In December, BC continued to have the lowest jobless rate in the country at 4.8% (see Table below). Ontario and Quebec are now running neck-in-neck following a period of stronger job growth in Quebec. Atlantic Canada remains in the last place with secularly high unemployment rates–a long-standing situation.
Bottom Line: the December employment report confirms the Bank of Canada’s current policy stance that despite headwinds, the Canadian economy remains relatively resilient and that further interest rate cuts are unnecessary. This assessment can change on a dime in today’s uncertain world, but for now, the central bank is likely to remain on hold. Interest rates have risen in the past six-to-eight weeks owing to market forces. The fourth-quarter GDP growth in Canada has slowed markedly on weakness in consumer and business spending; hence the Bank will be monitoring closely upcoming data. We are forecasting roughly 1.8% growth in the economy in 2020, about in line with the 2019 pace. With very tight labour markets, the output gap has closed, and the economy will run at the longer-run potential growth pace consistent with our forecast.
Consumer Confidence Down
Canadian consumers appear to be less sanguine about the outlook than economists. In an end-of-year survey for Bloomberg News by Nanos Research Group, 55% of Canadians said there’s at least a “somewhat likely” chance of a recession this year. Only 33% reported a recession is unlikely, with 12% unsure. According to Bloomberg News, ” the downbeat perceptions reflect a pervasive sense of caution that has dogged the country’s households for more than a year and impacted their behaviour.”

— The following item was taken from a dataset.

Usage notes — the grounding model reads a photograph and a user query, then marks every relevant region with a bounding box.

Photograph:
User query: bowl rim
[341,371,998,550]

Excluding housing, annual growth in total household consumption has averaged 1.1% in real terms over the past four quarters, the slowest pace outside recession since at least 1962. Another sign of cautiousness: savings rates are inching higher and are now at their highest level since 2015.

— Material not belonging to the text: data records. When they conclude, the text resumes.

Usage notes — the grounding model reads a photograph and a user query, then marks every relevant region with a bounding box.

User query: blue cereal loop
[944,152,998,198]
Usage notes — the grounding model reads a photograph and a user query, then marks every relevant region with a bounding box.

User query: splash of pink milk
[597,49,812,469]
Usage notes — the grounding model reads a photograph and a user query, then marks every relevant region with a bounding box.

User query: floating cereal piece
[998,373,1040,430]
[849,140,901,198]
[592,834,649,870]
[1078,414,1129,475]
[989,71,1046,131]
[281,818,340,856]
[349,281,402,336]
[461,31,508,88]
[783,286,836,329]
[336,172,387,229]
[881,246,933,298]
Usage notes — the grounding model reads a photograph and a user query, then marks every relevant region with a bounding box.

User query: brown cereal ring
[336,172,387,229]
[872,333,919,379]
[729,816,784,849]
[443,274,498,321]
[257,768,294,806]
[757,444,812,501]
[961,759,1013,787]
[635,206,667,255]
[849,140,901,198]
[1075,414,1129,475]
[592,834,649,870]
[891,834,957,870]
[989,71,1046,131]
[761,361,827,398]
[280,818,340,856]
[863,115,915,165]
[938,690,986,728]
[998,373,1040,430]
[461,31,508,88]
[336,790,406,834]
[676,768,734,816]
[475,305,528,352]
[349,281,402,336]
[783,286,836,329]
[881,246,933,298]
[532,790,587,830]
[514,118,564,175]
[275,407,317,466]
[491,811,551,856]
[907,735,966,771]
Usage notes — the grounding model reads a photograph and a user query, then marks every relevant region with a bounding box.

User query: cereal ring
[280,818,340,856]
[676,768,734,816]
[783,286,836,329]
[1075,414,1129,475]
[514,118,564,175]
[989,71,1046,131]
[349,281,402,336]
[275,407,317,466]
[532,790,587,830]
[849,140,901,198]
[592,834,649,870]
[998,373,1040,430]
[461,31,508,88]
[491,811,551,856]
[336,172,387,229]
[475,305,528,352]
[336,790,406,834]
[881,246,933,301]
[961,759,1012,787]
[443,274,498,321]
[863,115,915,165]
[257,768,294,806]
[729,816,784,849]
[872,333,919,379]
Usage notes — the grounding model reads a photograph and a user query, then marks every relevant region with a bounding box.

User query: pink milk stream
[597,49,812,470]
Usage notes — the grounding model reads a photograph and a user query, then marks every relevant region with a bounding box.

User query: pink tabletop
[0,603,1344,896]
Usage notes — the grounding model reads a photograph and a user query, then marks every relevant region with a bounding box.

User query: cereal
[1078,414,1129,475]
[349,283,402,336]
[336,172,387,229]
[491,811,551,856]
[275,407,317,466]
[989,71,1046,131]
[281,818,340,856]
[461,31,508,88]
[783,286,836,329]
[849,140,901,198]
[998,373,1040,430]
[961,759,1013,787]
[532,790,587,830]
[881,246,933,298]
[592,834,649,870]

Bloomberg reports that “there are also indications that consumer worries have levelled off. The results are little changed from a similar poll taken at the end of November. A separate gauge of consumer confidence — the Bloomberg Nanos Canadian Confidence Index — saw a rebound in December from a two-month slide, as stock markets surged at the end of last year and sentiment around real estate recovered.”
Not surprisingly, recession concerns are most pronounced in prairie provinces like Alberta, where almost three-quarters of households see a chance of a 2020 contraction. Alberta has been hard hit by the plunge in oil prices since mid-2014 and is only slowly recovering. A majority of respondents in British Columbia and Ontario are also concerned a downturn is imminent. Quebec was the only province where optimists outnumbered pessimists.
Consumer confidence in the US has also declined, yet the stock markets in both countries continue to post record highs. We are in the eleventh year of economic expansion, the longest expansion on record, although it is not the strongest. Unlike the US, Canada has benefited from a surge in immigration in the past three years, boosting growth.
Canadian housing markets have rebounded considerably from the Jan 1, 2018 imposition of the B-20 mortgage stress tests and fiscal stimulus is likely in the next budget.